The scenes depicted in the images are a collection of landmark events throughout roman history, usually focused on a leader of the time. Emperor Constantine for example is the focus of two of these murals, in one he is baptized in the Lateran Baptistery at Rome, in the second the infamous Donation Of Constantine, the emperor now a devout Christian hands over documents that give the Pope dominion over several Roman territories. What makes this such a great piece is that these documents were later found to be forged, and thus this version of the story was not only fabricated by the church but obviously widespread enough that Raphael internalized the story well enough to paint a version of it. These historical inaccuracies make the work in here one of a kind as they visually represent stories that were once thought to be factual, giving an immediate date to the work and also bringing with it a feeling of the times the people were living in.
In a more fantastical picture the Deliverance of Saint Peter, a triptych of paintings show him being released from jail by a robed and light filled angel. These events are inspired entirely by the Bible, taking the story from the pages of Acts 12. All of the work in here is in the iconic style of the high renaissance artistry that flourished in the early 1500’s. The characters seem to all glow, the form of the bodies is dynamic and perfectly proportional, and all the scenes are overflowing with people and action. These features put together mean that much of the work in the Vatican is highly detailed and demands the attention and appreciation of the viewer.

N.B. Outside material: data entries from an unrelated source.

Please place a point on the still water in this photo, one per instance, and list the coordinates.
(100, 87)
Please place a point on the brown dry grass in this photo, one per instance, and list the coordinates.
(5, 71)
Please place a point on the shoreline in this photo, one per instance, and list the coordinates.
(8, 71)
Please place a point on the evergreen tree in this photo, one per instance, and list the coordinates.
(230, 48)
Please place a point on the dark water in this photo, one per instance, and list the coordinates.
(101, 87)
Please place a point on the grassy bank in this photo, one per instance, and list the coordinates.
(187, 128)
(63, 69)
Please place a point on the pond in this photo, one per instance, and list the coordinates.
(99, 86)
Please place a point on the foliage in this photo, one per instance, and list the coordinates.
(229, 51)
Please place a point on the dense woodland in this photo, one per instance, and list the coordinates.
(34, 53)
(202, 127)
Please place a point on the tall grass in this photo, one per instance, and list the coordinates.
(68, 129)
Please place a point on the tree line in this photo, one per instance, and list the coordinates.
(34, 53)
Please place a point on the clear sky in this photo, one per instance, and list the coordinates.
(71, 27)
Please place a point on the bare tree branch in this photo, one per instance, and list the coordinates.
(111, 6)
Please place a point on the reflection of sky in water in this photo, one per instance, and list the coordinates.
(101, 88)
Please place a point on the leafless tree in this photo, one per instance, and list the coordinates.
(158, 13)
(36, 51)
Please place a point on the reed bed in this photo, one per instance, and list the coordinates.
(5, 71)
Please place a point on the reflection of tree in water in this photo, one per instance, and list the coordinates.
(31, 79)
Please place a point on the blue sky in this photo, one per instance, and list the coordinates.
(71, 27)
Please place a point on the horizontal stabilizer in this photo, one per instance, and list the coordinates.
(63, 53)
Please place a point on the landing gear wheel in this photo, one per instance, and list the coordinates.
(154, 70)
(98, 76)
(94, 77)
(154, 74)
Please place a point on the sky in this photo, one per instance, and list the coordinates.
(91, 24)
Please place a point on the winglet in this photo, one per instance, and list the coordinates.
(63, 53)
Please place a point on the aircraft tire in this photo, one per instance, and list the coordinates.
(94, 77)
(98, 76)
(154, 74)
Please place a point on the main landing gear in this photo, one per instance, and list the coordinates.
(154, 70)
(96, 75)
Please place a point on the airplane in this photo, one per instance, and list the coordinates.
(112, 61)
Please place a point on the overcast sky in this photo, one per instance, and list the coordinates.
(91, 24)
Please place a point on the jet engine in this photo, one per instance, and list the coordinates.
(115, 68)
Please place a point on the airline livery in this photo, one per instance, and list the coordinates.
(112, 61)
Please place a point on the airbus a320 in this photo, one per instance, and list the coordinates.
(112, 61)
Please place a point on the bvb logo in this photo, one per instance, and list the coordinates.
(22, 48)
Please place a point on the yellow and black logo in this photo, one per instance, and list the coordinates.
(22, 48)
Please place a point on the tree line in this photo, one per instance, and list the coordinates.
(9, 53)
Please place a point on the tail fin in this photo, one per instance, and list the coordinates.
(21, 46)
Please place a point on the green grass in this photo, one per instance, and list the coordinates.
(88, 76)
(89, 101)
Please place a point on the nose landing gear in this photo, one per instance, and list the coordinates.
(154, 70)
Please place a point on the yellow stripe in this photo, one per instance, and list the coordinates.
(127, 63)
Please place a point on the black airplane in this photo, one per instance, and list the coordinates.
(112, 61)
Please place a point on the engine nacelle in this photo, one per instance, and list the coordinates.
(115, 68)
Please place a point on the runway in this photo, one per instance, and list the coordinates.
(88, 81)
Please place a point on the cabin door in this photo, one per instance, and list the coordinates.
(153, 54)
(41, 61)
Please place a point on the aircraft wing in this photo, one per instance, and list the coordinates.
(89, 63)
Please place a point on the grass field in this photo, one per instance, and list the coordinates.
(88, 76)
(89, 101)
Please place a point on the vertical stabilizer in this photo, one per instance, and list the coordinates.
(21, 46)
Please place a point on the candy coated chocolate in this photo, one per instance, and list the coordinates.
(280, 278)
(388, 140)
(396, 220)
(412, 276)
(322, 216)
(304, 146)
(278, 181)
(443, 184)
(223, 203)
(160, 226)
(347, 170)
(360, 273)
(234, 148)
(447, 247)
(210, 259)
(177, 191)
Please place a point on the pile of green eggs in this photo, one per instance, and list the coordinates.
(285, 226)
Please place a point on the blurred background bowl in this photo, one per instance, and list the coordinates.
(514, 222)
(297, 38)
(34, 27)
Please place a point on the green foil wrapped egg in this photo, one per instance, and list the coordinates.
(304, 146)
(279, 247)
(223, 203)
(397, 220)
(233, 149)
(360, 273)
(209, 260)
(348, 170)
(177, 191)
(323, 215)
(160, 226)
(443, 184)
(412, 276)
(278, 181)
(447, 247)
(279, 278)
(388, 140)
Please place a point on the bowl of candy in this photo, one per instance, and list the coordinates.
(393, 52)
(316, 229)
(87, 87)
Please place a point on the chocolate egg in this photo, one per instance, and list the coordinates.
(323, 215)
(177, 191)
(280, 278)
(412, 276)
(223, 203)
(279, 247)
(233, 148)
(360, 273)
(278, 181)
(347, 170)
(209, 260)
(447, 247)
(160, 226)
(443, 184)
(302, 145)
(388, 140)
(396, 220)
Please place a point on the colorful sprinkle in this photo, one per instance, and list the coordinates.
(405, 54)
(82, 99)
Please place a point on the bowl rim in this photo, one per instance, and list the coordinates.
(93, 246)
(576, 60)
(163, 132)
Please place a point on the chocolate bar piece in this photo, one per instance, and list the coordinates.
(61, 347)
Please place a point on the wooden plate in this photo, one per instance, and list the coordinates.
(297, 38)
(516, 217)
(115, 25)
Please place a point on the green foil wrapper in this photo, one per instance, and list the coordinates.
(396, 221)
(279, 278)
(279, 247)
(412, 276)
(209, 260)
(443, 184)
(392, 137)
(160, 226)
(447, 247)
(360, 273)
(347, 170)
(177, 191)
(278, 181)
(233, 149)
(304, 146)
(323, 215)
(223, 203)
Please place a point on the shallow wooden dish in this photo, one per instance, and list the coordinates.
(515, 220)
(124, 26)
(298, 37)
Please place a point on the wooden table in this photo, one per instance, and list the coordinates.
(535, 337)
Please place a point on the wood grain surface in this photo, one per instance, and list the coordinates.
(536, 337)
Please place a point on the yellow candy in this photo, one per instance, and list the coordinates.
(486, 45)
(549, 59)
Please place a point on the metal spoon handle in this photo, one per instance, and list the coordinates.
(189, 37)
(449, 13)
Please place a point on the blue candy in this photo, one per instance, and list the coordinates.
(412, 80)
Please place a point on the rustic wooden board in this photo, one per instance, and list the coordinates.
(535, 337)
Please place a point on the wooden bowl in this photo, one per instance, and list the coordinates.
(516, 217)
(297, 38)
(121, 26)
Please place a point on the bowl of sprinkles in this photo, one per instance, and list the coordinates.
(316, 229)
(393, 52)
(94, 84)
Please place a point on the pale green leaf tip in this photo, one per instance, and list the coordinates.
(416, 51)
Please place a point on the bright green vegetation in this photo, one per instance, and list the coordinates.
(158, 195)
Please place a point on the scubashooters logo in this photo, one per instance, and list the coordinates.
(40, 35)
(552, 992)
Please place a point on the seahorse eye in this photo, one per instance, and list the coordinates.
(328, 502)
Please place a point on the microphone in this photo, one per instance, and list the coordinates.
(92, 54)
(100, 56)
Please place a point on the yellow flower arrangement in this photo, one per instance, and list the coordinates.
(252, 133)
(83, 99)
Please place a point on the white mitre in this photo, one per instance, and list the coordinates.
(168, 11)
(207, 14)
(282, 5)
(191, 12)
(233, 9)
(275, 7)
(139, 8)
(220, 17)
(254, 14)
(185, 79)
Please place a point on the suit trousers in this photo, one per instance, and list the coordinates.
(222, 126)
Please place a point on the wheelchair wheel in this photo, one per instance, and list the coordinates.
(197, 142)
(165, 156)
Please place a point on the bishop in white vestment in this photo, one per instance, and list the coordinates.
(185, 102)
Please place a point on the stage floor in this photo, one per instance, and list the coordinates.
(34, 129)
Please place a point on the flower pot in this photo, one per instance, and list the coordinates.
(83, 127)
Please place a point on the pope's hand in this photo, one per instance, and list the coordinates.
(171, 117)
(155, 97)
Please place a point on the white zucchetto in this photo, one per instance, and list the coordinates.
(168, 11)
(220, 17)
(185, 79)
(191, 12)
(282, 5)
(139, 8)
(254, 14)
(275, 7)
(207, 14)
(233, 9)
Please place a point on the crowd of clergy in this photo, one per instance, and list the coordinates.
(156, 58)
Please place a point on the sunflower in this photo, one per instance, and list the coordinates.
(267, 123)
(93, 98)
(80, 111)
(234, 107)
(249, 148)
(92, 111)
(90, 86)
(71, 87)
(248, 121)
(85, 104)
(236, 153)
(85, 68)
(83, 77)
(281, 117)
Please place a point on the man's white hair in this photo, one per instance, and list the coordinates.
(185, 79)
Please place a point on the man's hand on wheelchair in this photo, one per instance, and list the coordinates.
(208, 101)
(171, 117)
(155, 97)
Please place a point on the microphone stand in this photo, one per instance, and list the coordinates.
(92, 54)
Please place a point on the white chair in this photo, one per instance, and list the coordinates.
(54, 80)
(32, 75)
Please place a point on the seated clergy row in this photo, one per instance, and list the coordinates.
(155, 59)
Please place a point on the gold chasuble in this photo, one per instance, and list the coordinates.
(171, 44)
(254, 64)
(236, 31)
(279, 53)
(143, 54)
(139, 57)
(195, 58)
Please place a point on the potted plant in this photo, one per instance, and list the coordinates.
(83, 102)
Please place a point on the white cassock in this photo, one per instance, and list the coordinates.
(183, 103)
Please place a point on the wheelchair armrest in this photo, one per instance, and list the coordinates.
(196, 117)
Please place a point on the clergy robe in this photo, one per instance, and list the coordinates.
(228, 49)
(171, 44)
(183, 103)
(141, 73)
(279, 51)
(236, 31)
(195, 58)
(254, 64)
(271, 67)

With a collection that has grown over centuries by some of the most powerful men of each time, the content of the museums here is magnificent. Starting with the marble sculpture of Laocoön and His Sons, the group of displayed items here now totals over 20,000 with 50,000 not available to the public. Guests can enjoy art that ranges from Michelangelo to Dali as they make their way round the 54 different galleries. If you are one for classic art, you will be in a state of permanent bliss here as everything from spiral staircases to elaborate ceilings make up the entirety of this incredible collection. The museums offer free admission on the last Sunday of each month, but be warned, you may need the patience of a saint to survive the gigantic queue.